Comment réussir la création de nouveaux réseaux porteurs et mettre en commun nos expériences et les leçons à en tirer pour une coopération transatlantique productive ? De quelles nouvelles structures avons-nous besoin pour répondre à la complexité toujours croissante de notre partenariat, pour organiser la coopération sur les questions mondiales ? Le nouvel "agenda transatlantique" constitue-t-il un cadre suffisant et efficace pour notre coopération ? Avons-nous besoin à moyen terme d'une nouvelle "charte transatlantique" qui tienne compte de l'intégration de nos économies et de nos sociétés et des nouvelles tâches ? Toutes ces questions seront soulevées et discutées avec la nouvelle administration américaine.

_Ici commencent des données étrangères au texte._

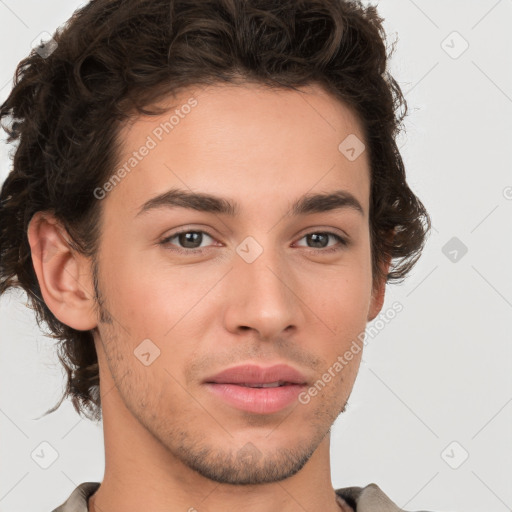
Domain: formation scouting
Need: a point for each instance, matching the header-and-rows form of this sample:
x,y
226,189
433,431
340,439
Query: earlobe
x,y
62,273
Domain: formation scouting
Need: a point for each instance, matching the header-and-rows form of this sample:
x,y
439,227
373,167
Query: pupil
x,y
316,236
189,237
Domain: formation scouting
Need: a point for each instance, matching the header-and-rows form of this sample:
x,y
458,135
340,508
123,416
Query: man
x,y
205,206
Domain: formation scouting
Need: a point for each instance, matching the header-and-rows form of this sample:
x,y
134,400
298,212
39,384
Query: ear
x,y
378,292
64,276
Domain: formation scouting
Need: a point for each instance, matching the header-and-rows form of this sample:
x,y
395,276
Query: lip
x,y
228,386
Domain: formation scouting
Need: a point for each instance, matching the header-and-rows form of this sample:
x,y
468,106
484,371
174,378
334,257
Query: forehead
x,y
243,140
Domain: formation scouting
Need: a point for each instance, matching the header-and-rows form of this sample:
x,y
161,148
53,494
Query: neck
x,y
141,474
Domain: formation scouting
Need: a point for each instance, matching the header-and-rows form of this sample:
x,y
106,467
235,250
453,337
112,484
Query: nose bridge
x,y
261,290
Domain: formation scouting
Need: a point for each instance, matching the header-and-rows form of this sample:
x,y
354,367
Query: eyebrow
x,y
304,205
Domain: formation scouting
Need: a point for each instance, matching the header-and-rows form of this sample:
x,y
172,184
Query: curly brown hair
x,y
117,58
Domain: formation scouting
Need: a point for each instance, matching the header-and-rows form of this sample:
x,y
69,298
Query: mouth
x,y
256,389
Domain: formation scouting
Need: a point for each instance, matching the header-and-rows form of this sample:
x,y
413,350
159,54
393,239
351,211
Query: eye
x,y
321,238
190,240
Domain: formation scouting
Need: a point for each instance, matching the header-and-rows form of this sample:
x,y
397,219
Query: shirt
x,y
361,499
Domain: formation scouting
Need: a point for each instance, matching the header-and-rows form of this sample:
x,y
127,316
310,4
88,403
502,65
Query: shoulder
x,y
368,499
77,501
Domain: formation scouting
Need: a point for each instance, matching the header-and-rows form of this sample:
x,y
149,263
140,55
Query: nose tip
x,y
261,298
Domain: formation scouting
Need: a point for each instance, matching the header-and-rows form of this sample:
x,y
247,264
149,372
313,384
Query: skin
x,y
170,444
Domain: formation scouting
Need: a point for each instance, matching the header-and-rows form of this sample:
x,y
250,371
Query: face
x,y
194,287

Pour nous Européens l'objectif est clair : nous voulons une Union européenne économiquement et politiquement intégrée qui, en partenariat avec les Etats-Unis, garantisse à l'Europe sa stabilité intérieure et apporte une contribution substantielle au développement de la paix et de la justice dans le monde. Nous voulons un partenariat étroit avec une présence durable de l'Amérique en Europe.

L'union de l'Europe et le partenariat entre l'Europe et l'Amérique ne sont pas des processus opposés, mais complémentaires et cumulatifs. Plus d'Europe est la condition préalable du partenariat transatlantique de l'avenir.